Unlike users of the platform, Botelho could see the private ratings. Those, he found, tended to be distinct from one another. But once a recommendation had received four total ratings and its score became public, subsequent evaluations converged. Overall, evaluations made after the scores became visible were 54% to 63% closer to the prior average rating than when they were hidden. Further, this convergence was immediate and not a gradual shift over time.

This convergence occurred in a context that at first glance would seem to be relatively immune to peer pressure, Botelho notes.

“These are all professionals,” he explains. “Their day-to-day job is evaluating recommendations like this, so they shouldn’t really care what other people say, and they’re all anonymous, so whatever they say about someone else’s work product or recommendations has no bearing on them whatsoever. But yet we still see that just the mere visibility of what others have said affects not only whether they share their opinion, but, conditional on sharing their opinion, they’re more likely to follow the crowd’s evaluation.”

Might it be that the ratings reflected a professional consensus about the quality of the recommendations? That might make sense if highly rated recommendations do genuinely perform better in the stock market. But that explanation didn’t pan out. Botelho found that the initial private ratings were unrelated to the future performance of the stock that was recommended, demonstrating that a higher rating was not “just an accuracy story.”

Botelho fears that “the design choices by a lot of these platforms or organizations are creating a self-fulfilling prophecy,” he says. “That’s problematic—it separates the haves and the have-nots. The initial ratings in this context separate everything. Recommendations with a higher private rating received more attention from others, something every professional values.”

One factor that did mitigate against the herd instinct was subject-area expertise. When an evaluator had demonstrated expertise in the industry of the recommendation (for instance, someone with experience in healthcare evaluating a recommendation for a pharmaceutical company), they resisted convergence and provided a rating that differed from the prior ones.
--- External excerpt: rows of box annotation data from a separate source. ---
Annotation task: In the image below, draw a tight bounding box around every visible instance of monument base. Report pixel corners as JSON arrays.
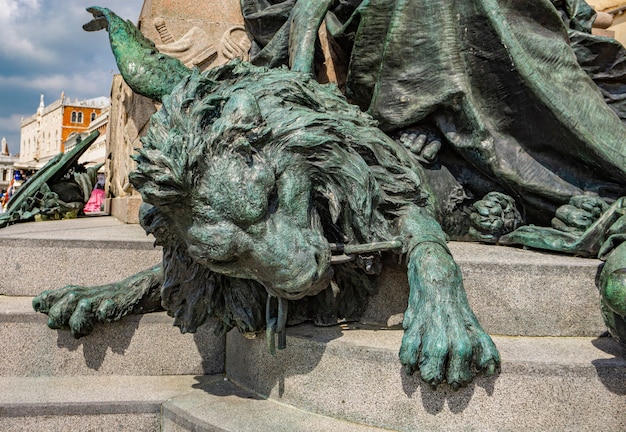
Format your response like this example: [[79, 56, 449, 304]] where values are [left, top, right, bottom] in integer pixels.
[[108, 197, 142, 224]]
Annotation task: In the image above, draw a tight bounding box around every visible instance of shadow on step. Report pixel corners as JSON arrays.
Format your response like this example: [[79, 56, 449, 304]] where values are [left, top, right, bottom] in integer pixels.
[[398, 368, 499, 415], [57, 316, 141, 370], [188, 324, 497, 415], [591, 337, 626, 395]]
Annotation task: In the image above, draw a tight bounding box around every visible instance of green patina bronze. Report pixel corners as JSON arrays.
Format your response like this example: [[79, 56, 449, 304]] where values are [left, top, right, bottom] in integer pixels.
[[33, 0, 626, 387]]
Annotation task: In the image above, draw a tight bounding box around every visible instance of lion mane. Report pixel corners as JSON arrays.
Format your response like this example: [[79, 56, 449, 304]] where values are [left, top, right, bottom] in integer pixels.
[[131, 61, 432, 332]]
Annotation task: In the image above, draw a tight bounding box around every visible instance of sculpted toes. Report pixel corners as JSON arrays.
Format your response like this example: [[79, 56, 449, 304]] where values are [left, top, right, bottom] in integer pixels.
[[419, 337, 448, 386], [48, 292, 80, 329], [33, 290, 54, 313], [96, 299, 117, 322], [447, 337, 474, 389], [69, 299, 95, 339], [400, 331, 421, 374]]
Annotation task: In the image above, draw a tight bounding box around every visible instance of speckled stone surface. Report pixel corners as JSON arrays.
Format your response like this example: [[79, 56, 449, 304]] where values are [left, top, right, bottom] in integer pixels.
[[162, 379, 383, 432], [0, 376, 214, 432], [0, 216, 162, 296], [363, 242, 606, 336], [0, 296, 224, 376], [226, 325, 626, 431]]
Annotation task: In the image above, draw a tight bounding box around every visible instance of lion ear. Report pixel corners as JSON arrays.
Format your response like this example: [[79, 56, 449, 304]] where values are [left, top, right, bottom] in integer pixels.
[[212, 89, 270, 146]]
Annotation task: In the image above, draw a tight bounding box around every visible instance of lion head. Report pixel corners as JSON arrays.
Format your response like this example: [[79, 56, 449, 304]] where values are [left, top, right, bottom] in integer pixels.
[[131, 61, 429, 331]]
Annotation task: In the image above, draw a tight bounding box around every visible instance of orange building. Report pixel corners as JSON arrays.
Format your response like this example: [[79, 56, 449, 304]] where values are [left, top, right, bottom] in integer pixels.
[[16, 93, 110, 170]]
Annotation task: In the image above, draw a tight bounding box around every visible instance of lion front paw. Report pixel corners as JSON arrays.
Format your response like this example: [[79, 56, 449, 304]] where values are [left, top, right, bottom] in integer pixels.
[[33, 285, 139, 339], [400, 307, 500, 389], [469, 192, 522, 243]]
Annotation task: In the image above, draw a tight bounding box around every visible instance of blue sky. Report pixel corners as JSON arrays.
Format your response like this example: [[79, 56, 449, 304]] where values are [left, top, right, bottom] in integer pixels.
[[0, 0, 143, 154]]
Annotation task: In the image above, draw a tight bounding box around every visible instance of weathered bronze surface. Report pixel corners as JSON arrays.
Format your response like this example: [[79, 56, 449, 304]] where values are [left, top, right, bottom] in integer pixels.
[[34, 0, 626, 387]]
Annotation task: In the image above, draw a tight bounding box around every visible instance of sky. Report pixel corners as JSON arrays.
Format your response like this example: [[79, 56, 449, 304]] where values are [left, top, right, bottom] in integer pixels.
[[0, 0, 143, 155]]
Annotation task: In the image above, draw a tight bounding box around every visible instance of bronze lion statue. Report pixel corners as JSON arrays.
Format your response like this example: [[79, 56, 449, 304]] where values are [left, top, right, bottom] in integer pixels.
[[33, 0, 626, 388], [33, 8, 500, 387]]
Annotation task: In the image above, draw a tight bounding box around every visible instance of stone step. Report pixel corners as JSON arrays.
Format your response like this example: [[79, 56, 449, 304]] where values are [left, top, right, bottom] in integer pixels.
[[0, 296, 224, 376], [161, 378, 384, 432], [0, 217, 605, 336], [362, 242, 606, 337], [0, 216, 162, 296], [226, 325, 626, 431], [0, 375, 210, 432]]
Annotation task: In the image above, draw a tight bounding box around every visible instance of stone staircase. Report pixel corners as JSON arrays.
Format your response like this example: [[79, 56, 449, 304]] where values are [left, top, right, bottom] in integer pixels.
[[0, 217, 626, 432]]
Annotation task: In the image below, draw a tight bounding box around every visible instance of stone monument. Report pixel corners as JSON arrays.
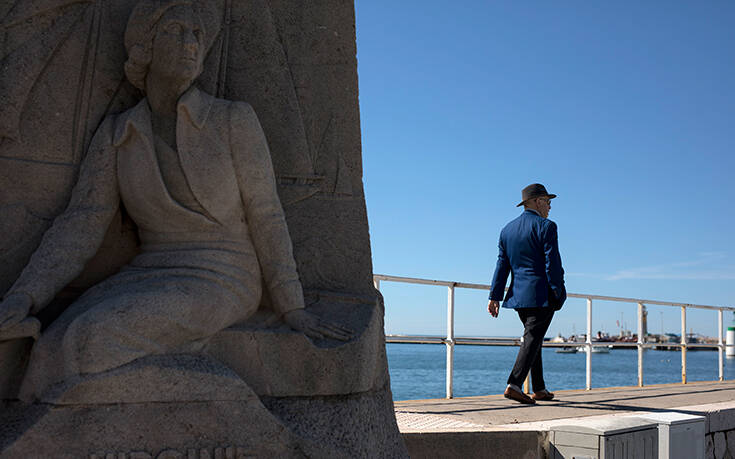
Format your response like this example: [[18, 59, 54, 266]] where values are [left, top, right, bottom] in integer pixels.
[[0, 0, 406, 458]]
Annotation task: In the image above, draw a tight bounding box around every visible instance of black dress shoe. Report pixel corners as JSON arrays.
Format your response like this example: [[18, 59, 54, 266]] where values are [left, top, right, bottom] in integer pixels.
[[532, 389, 554, 402], [503, 387, 536, 405]]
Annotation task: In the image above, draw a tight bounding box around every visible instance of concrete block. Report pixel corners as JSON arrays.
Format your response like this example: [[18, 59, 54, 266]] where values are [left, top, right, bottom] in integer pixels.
[[635, 411, 705, 459], [713, 432, 727, 459]]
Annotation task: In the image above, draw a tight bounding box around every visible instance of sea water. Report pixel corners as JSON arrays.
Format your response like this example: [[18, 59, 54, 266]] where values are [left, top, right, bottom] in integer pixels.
[[386, 343, 735, 400]]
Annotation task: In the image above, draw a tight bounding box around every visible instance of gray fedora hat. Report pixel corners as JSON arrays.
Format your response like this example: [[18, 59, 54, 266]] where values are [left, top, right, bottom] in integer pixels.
[[516, 183, 556, 207]]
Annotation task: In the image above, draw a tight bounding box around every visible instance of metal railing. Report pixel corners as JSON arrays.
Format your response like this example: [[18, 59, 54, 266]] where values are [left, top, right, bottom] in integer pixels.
[[373, 274, 735, 398]]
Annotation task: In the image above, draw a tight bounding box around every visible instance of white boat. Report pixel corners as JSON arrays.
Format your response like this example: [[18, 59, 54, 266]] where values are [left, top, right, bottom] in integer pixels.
[[577, 345, 610, 354], [556, 346, 577, 354]]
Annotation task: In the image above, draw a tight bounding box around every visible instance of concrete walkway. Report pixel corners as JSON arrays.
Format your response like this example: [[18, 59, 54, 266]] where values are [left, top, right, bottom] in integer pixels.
[[395, 381, 735, 458]]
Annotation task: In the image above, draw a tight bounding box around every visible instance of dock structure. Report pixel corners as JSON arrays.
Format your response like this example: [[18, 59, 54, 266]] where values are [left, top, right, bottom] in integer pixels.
[[395, 381, 735, 459]]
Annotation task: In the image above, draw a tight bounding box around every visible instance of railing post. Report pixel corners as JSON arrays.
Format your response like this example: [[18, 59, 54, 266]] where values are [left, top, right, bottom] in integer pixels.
[[638, 303, 643, 387], [446, 285, 454, 398], [681, 306, 687, 384], [717, 309, 725, 381], [585, 298, 592, 390]]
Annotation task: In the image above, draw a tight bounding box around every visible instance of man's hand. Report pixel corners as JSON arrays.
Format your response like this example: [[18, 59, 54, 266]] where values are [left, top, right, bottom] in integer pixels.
[[0, 293, 33, 330], [487, 300, 500, 317], [283, 309, 352, 341]]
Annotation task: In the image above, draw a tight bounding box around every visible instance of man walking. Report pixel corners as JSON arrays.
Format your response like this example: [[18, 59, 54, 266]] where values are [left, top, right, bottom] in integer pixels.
[[487, 183, 567, 404]]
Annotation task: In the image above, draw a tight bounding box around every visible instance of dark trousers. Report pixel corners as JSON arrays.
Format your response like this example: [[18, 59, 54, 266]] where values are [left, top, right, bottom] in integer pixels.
[[508, 308, 554, 392]]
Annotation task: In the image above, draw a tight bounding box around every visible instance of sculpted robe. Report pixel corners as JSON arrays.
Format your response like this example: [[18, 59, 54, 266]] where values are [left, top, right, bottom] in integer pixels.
[[9, 87, 304, 399]]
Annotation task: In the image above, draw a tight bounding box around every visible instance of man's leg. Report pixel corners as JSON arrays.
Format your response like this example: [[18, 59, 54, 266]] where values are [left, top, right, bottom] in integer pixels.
[[508, 308, 554, 392], [531, 308, 554, 392]]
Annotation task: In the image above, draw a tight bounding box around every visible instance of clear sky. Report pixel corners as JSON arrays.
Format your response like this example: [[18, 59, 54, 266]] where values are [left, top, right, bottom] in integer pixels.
[[356, 0, 735, 336]]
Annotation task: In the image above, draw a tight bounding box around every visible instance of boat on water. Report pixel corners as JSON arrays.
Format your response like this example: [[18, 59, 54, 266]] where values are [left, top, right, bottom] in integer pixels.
[[556, 346, 577, 354], [556, 345, 610, 354], [577, 345, 610, 354]]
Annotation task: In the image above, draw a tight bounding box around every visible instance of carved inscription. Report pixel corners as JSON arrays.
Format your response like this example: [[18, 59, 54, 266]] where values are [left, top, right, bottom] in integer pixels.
[[89, 446, 256, 459]]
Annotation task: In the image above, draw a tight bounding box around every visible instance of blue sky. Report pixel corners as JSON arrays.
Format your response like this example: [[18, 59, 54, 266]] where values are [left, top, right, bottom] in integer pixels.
[[356, 0, 735, 336]]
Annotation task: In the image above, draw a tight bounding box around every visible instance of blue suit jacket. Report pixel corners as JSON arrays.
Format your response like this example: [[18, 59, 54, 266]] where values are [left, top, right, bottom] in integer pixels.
[[490, 210, 567, 309]]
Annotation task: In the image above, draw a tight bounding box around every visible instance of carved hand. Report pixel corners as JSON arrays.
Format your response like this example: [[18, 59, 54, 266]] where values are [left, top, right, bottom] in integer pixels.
[[0, 293, 33, 330], [283, 309, 352, 341]]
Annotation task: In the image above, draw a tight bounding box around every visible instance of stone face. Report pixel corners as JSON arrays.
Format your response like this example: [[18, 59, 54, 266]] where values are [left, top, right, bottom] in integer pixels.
[[0, 0, 405, 458]]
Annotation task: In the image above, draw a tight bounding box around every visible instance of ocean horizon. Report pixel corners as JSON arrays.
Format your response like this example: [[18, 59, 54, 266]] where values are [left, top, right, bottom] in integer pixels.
[[386, 343, 735, 401]]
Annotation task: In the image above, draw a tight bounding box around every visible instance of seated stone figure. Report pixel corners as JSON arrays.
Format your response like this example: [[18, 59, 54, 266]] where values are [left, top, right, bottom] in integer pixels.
[[0, 0, 350, 400]]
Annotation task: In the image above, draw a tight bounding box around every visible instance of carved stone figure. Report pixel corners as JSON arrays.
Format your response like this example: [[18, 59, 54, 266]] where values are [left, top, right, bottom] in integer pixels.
[[0, 0, 349, 399], [0, 0, 405, 458]]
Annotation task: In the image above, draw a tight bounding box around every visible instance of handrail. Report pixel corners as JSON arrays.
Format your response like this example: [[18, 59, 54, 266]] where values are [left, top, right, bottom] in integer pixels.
[[373, 274, 735, 398]]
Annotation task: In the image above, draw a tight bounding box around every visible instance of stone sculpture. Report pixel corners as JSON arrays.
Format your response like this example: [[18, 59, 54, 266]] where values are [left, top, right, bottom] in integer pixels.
[[0, 0, 349, 399], [0, 0, 405, 457]]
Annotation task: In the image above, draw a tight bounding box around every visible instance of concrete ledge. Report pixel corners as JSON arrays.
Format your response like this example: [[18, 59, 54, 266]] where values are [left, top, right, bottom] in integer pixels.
[[403, 430, 549, 459], [395, 381, 735, 459]]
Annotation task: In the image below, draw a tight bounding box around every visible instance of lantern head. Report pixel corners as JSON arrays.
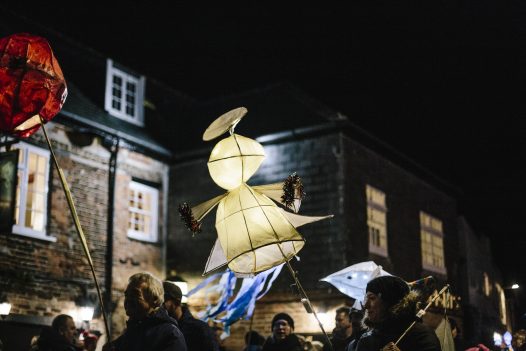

These findings point to ways that companies can adjust their evaluation processes to obtain more meaningful results. For example, a platform could institute an extended “quiet period,” not posting a public average until at least 50 people had privately submitted their ratings. Or a company vote on whether to introduce a new product could be sequenced to have more subject-area experts provide their input first.

“A lot of companies are trying to open the decision-making process, allowing employees to vote for things. I think these innovations hold a lot of promise,” says Botelho. “However, these findings show that these processes could introduce issues, if you’re not careful. Instead, how can we structure evaluation processes in a way that we can come to an unbiased answer?”